The Choral Project, with soloists including Frederica von Stade, perform Street Requiem, a work written to focus more attention on the problem of homelessness, and what can be done to end it. A portion of the proceeds from the performances, in San Jose on Wednesday night, and Santa Cruz on Saturday, will benefit non-profits that work to help the homeless in those communities.
There’s more information about the performances at the website of The Choral Project.

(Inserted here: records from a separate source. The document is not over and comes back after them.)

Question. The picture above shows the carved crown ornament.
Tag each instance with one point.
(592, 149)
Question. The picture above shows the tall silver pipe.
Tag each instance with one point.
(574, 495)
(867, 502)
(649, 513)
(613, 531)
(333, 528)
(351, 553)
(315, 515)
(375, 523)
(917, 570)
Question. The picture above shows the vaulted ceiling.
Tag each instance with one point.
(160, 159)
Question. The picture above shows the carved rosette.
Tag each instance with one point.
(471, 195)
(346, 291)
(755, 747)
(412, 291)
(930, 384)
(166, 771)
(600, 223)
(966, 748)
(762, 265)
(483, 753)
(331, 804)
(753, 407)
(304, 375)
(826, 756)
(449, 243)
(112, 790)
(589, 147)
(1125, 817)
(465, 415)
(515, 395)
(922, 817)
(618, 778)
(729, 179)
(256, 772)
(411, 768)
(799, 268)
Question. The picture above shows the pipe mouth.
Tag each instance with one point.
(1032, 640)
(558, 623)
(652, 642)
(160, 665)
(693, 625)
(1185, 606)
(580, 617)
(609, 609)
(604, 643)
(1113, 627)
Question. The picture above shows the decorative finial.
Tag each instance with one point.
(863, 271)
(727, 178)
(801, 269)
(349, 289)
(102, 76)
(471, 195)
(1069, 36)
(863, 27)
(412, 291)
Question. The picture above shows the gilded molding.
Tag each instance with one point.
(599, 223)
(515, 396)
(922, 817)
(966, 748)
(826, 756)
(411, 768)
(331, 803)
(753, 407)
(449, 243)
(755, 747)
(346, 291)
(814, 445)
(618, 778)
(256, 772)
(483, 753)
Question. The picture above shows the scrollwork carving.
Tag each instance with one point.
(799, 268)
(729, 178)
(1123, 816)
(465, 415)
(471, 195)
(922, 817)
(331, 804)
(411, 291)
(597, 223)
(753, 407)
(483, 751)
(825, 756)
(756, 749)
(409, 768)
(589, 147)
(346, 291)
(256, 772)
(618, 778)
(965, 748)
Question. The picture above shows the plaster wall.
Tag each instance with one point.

The work was written by three Australian composers, including Kathleen McGuire, conductor laureate of the San Francisco Gay Men’s Chorus, and founder of the SF homeless choir Singers of the Street. The Choral Project music director Daniel Hughes says Street Requiem begins like a Requiem mass. “It follows some of the template, but it very strategically pulls away from the traditional liturgy, also because the composers wanted the piece to feel extremely universal. So that anybody coming to a performance of it would feel like it’s speaking to them.” The text includes directly addressing the audience about the problem. “Ubi Caritas: Where there is charity and love, there is God,” Hughes explains. “It’s handled ironically, in that it’s the voice of a person on the street actually confronting a stranger, the audience, about what does it mean to be charitable. It actually says: “Why do you avoid my gaze, or pretend I’m not there when you’re leaving the concert hall?” It actually says that in there.” Frederica von Stade has sung the work several times, including in the Bay Area, Dallas, and New York’s Carnegie Hall. “So I was thrilled to be asked to do it again, I really love it. I think it’s a very meaningful, very easily accessible work, and I feel it is a desperately important subject for all of us to deal with.”